Road to Forever by Sherelle Green

Posted by Mrs Giggles on May 21, 2022 in 2 Oogies, Book Reviews, Genre: Contemporary

Road to Forever by Sherelle GreenKimani, $7.99, ISBN 978-1-335-00587-8
Contemporary Romance, 2019

oogie 2oogie 2

Aaliyah Bai is a boudoir photographer. She and some friends open a business called Buy All the Books in This Series, People, and Save Kimani… Oh, Wait, Nevermind. I know this because the first chapter wastes a lot of words telling me this, even if the heroine’s job and her friends had minimal to zero impact on the story, and they don’t even appear for the bulk of the story.

I also know of the heroine’s past and present, even though these details would be rehashed again later in the story, because, I don’t know. Maybe these authors had to attend an orientation once they were recruited to write for this line, and the editors warned them that any deviation from the structure and format set by these editors would result in the author’s pets being forcibly sold to restaurants in China.

Aaliyah is, of course, a workaholic that has to be lured into a vacation by her Aunt Sarah. I know this because these two explain these things in great detail, despite them being close family members and hence shouldn’t have to dump all this info in a robotic manner on me.

It turns out that Aunt Sarah has contrived with our hero Bryant Burrstone’s father so that all four of them can go on a road trip and the two old coots will do their best to make sure Bryant’s pee-pee finds its way into Aaliyah’s honey pot. Oh, it’s not creepy at all to have two old coots so fixated on the sex lives of their younger family members like this!

Our heroine knows this, but because she apparently cannot have a vacation all on her own, she agrees to come along. Hence, the rocky road to romance begins from that point…

This story has been written in that clunky, information dump-heavy, stilted manner that has me convinced that the editors had fired all real authors during the last few years of the Kimani line, and just pressed a button to launch the writelikeacrankAI.exe program on some dystopian computer to puke out the titles in that line. So many of those stories were written in the same robotic manner, I find it hard to believe that different people would actually turn out similarly clunky titles month after month.

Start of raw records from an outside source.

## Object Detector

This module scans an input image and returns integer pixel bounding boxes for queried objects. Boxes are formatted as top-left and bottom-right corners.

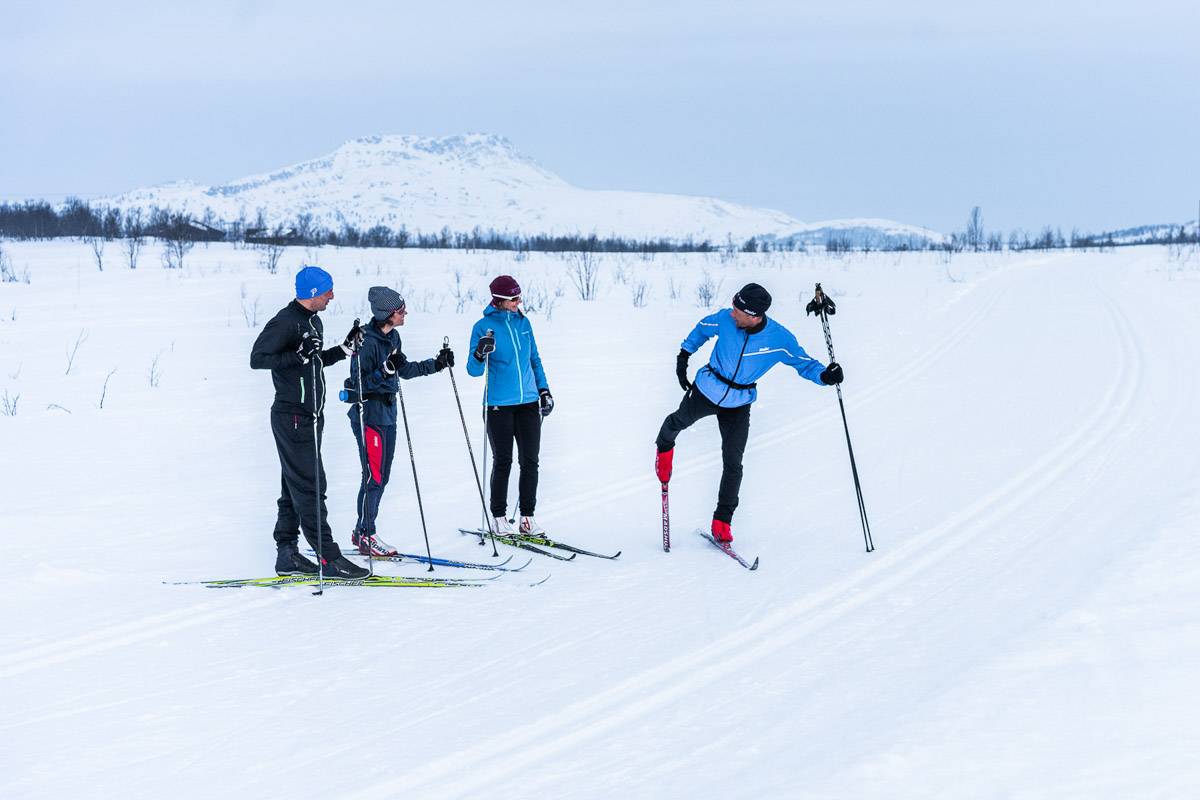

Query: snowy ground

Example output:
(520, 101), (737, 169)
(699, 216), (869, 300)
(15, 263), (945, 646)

(0, 242), (1200, 799)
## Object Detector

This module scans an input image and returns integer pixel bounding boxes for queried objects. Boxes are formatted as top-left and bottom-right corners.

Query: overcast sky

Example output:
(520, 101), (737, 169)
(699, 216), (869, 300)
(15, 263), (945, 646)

(0, 0), (1200, 230)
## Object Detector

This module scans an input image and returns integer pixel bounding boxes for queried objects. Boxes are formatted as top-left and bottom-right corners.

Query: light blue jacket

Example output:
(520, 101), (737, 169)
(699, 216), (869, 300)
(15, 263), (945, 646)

(680, 308), (824, 408)
(467, 306), (550, 405)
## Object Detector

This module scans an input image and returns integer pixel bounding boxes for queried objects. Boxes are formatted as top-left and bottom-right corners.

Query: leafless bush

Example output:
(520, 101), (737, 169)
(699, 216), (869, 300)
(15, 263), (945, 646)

(146, 353), (162, 389)
(696, 270), (725, 308)
(97, 367), (116, 409)
(450, 269), (475, 314)
(566, 251), (600, 300)
(629, 279), (649, 308)
(0, 389), (20, 416)
(62, 330), (88, 375)
(241, 283), (259, 327)
(85, 236), (104, 272)
(257, 245), (283, 275)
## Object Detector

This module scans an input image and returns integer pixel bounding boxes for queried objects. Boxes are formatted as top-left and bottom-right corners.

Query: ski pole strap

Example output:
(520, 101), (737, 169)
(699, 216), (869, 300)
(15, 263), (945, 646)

(704, 363), (758, 391)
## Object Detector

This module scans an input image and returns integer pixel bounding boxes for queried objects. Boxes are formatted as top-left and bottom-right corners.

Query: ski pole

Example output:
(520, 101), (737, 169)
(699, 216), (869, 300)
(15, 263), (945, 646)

(396, 385), (433, 572)
(662, 481), (671, 553)
(479, 350), (494, 545)
(442, 336), (500, 558)
(804, 283), (875, 553)
(304, 331), (325, 595)
(354, 319), (374, 576)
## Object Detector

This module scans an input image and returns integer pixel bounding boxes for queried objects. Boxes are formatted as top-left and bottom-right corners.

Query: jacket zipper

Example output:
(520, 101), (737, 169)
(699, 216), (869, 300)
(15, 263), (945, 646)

(504, 312), (524, 403)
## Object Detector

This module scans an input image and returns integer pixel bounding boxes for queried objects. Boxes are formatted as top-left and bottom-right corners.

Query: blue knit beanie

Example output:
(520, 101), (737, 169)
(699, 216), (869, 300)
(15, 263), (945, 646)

(296, 266), (334, 300)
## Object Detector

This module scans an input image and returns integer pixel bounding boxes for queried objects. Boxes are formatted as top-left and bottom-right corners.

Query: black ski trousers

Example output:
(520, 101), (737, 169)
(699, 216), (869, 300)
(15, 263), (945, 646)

(487, 401), (541, 517)
(654, 386), (750, 522)
(271, 410), (341, 560)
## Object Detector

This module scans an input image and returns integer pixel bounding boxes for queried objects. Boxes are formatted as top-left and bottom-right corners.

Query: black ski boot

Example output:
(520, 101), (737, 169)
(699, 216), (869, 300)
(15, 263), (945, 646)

(324, 554), (371, 581)
(275, 543), (317, 576)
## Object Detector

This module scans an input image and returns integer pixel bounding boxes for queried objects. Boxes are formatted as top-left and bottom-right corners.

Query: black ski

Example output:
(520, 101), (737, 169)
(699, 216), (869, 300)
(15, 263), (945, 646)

(696, 528), (758, 571)
(458, 528), (576, 561)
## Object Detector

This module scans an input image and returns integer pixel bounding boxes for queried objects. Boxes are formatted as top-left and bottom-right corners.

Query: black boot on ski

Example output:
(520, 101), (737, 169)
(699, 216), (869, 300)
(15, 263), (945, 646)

(275, 545), (317, 576)
(324, 555), (371, 581)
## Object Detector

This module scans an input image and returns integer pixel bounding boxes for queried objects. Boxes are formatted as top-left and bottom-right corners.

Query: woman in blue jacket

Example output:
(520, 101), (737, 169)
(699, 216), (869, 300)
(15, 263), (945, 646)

(346, 287), (454, 555)
(654, 283), (842, 542)
(467, 275), (554, 536)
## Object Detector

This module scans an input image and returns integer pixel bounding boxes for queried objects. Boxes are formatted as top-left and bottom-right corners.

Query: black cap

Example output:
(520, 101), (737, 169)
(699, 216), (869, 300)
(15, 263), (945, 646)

(733, 283), (770, 317)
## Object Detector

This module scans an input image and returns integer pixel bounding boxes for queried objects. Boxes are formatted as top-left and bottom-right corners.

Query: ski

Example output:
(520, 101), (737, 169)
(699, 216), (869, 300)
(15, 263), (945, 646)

(163, 575), (492, 589)
(472, 530), (620, 561)
(696, 528), (758, 571)
(458, 528), (577, 561)
(306, 548), (533, 572)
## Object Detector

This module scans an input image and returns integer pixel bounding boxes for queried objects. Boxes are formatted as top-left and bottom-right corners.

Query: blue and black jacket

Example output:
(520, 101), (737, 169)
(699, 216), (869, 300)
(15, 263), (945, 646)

(679, 308), (824, 408)
(467, 306), (550, 405)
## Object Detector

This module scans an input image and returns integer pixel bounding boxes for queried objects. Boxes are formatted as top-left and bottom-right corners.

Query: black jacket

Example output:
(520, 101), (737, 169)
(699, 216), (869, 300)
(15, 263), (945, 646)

(346, 321), (438, 426)
(250, 300), (346, 414)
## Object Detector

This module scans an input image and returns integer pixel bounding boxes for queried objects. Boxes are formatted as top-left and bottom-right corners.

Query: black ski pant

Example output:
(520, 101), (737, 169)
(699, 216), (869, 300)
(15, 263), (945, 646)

(487, 401), (541, 517)
(654, 386), (750, 522)
(271, 409), (341, 560)
(350, 414), (396, 536)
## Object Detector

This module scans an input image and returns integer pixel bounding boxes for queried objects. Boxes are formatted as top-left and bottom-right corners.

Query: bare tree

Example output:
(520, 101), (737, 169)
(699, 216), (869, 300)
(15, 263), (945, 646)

(85, 236), (104, 272)
(0, 389), (20, 416)
(696, 270), (725, 308)
(98, 367), (116, 409)
(62, 330), (88, 375)
(566, 251), (600, 300)
(257, 245), (283, 275)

That aside, Sherelle Green’s Road to Forever is a textbook example of a romance that is force fed to the reader. I’m told that the hero and the heroine is in love, by themselves via their own internal monologues and by other secondary characters remarking on how in love those two are. I’m told by the heroine that she likes the hero now and he’s no longer a jerk. I’m told by various secondary characters that insist to the heroine that he’s not a jerk. I’m told by the hero that he actually likes the heroine despite his actions all suggesting otherwise. On and on.

The presence of two obnoxious matchmakers already ensure that the main characters have very little opportunity to have their romance organically.

It is made worse by the fact that Bryant behaves like a ten year old brat. He eggs and mocks the heroine from the get go, and then smirks (yes, the author uses that word) to himself because, as he tells me, he enjoys “teasing” the heroine. He also reels the heroine in, and then remembers that his mommy and daddy didn’t have a textbook perfect romance so he isn’t supposed to let anyone get close to him, so he pushes her away again.

This guy is like a boy that can’t stop pulling the hair of, kicking, and bullying some girl that he likes in the playground, and he’s a grown-ass man. Am I supposed to find this behavior charming? Perhaps the author can send me some free happy white powder, and I may just be persuaded chemically to feel that way.

How do I know that Bryant has changed? Well, other secondary characters tell Aaliyah that he’s actually awesome, he is just a wee angst-ball despite all that money he has in his bank account, and our heroine agrees, telling me that she actually likes him. Do I see all this in action, though? Nope. The author feels that it’s enough to tell me all this, and her job is done.

This is one Road to Forever that leaks contrivance and artificially generated romance all the way to the end. Think of this one as plain old mediocrity created by committee.